In analyzing the interaction between the HLA allele and KIR genes, each patient was evaluated for KIR3DL1, KIR2DL1, and KIR2DL2/3. A patient was considered to carry a KIR gene if the patient had at least one copy of the gene. Next, using a table extracted from Marra et al.13, HLA alleles were assigned to KIR-ligands, and then the absence or presence of KIR–ligand combination was determined.

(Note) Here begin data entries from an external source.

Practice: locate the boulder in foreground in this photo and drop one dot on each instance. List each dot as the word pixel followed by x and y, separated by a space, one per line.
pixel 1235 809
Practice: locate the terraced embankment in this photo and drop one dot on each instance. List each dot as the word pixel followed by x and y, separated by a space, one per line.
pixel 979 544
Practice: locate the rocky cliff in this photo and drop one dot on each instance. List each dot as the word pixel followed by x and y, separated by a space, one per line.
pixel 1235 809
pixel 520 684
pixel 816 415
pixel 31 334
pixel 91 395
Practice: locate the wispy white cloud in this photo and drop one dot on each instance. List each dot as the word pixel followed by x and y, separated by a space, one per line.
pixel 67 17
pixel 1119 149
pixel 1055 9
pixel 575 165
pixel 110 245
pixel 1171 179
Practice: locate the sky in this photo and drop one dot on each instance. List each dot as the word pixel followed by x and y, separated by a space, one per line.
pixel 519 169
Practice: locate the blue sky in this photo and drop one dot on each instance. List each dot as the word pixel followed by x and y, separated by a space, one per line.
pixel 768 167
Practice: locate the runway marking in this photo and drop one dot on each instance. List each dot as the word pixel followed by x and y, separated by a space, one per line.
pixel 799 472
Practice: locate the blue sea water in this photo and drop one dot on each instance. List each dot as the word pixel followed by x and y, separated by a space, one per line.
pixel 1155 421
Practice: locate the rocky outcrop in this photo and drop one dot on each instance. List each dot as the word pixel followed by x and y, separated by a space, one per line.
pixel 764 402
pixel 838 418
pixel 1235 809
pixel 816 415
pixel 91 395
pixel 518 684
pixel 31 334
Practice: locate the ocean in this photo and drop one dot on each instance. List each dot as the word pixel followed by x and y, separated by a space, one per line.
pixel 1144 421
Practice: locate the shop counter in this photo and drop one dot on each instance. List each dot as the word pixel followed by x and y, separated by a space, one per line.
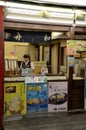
pixel 60 95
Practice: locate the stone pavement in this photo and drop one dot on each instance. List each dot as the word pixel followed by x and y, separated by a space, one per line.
pixel 54 121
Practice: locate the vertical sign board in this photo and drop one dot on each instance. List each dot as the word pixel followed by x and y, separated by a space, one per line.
pixel 1 66
pixel 57 96
pixel 85 88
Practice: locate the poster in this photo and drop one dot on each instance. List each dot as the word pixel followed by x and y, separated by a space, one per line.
pixel 37 97
pixel 14 99
pixel 85 89
pixel 57 96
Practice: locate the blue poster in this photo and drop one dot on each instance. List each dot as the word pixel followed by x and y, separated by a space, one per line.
pixel 37 97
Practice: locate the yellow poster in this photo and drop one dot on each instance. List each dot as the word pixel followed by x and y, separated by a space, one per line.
pixel 14 98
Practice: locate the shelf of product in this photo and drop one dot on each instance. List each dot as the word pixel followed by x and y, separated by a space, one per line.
pixel 14 98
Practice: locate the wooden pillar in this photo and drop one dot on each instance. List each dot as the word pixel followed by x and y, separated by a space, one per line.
pixel 1 67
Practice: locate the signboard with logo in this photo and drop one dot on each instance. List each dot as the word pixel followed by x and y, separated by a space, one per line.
pixel 37 97
pixel 57 96
pixel 27 36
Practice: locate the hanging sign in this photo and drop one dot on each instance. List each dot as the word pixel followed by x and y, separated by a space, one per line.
pixel 27 36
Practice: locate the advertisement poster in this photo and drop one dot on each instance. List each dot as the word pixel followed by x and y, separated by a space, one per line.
pixel 85 89
pixel 70 61
pixel 74 45
pixel 57 96
pixel 37 97
pixel 14 99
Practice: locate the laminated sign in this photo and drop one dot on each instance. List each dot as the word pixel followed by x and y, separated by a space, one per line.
pixel 57 96
pixel 14 99
pixel 37 98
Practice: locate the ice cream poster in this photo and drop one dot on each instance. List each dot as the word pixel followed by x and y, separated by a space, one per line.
pixel 74 45
pixel 14 99
pixel 57 96
pixel 37 97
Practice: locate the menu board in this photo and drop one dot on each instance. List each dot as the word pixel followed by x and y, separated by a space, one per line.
pixel 57 96
pixel 37 97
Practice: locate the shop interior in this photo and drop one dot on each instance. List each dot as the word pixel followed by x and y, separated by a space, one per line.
pixel 62 55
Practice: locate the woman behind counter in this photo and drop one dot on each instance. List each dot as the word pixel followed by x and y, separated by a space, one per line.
pixel 27 62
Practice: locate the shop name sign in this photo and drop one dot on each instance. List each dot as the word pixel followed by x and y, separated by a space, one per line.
pixel 27 36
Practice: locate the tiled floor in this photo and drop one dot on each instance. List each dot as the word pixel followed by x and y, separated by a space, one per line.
pixel 55 121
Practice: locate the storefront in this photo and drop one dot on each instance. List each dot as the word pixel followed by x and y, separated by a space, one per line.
pixel 58 91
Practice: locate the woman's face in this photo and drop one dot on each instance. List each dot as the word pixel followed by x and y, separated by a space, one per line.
pixel 26 59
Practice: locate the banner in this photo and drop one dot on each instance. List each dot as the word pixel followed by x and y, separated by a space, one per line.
pixel 27 36
pixel 57 96
pixel 37 97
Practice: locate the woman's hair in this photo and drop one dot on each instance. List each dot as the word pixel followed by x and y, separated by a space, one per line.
pixel 26 56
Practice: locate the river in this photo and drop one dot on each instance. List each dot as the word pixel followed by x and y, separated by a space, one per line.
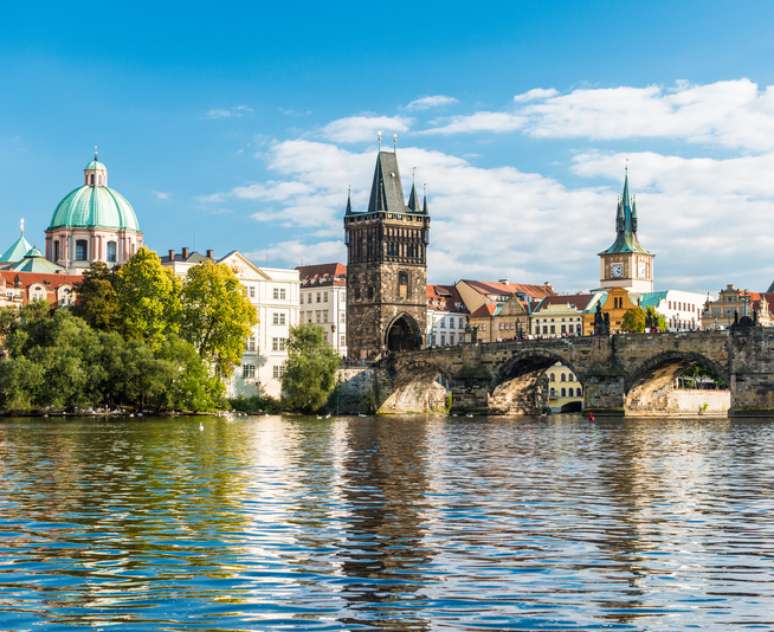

The interaction between HLA-B alleles and KIR3DL1 allelic polymorphism was analyzed according to the previously described procedure9. Briefly, HLA-B alleles were assigned to HLA-Bw4-80I, HLA-Bw4-80T, or Bw6 using the immune polymorphism database21, and then each patient was categorized according to compound epitopes. KIR3DL1 alleles were classified into functional subtypes according to the previous publication22. Compound HLA-B epitope and KIR3Dl1 subtypes were combined to predict the strength of interaction between KIR3DL1 and HLA-B ligands.

Statistical analysis

We used response evaluation criteria in solid tumors (RECIST) 1.1 to assess clinical response. Response was defined as complete response, partial response, or stable disease lasting more than 6 months. We used common terminology criteria for adverse events (CTCAE) version 4.0 to evaluate adverse events. Significant adverse events were defined as those of grade 2 or greater. The logistic regression model was used to estimate the odds ratio and 95% confidence interval (CI) in evaluating the association of KIR genotypes and KIR–ligand combination with clinical response. In multivariate analysis, age, sex, and tumor subtypes were initially screened for potential association with clinical outcomes, and those with significant associations were then used in the final analysis. Fisher’s exact test was used in the remaining analyses. Considering the exploratory nature of this study, correction for multiple testing was not performed initially. When an analysis yielded a p-value smaller than 0.05, adjusted p-values were computed using the Benjamin-Hochberg procedure. A p-value < 0.05 was considered statistically significant. All statistical analyses were carried out with R software (version 3.4.3, R core team, Vienna, Austria). Two-sided Fisher’s exact test was performed as instructed in the exact2x2 package23.

The datasets generated from the current study is included in the article and its Supplementary Information Material.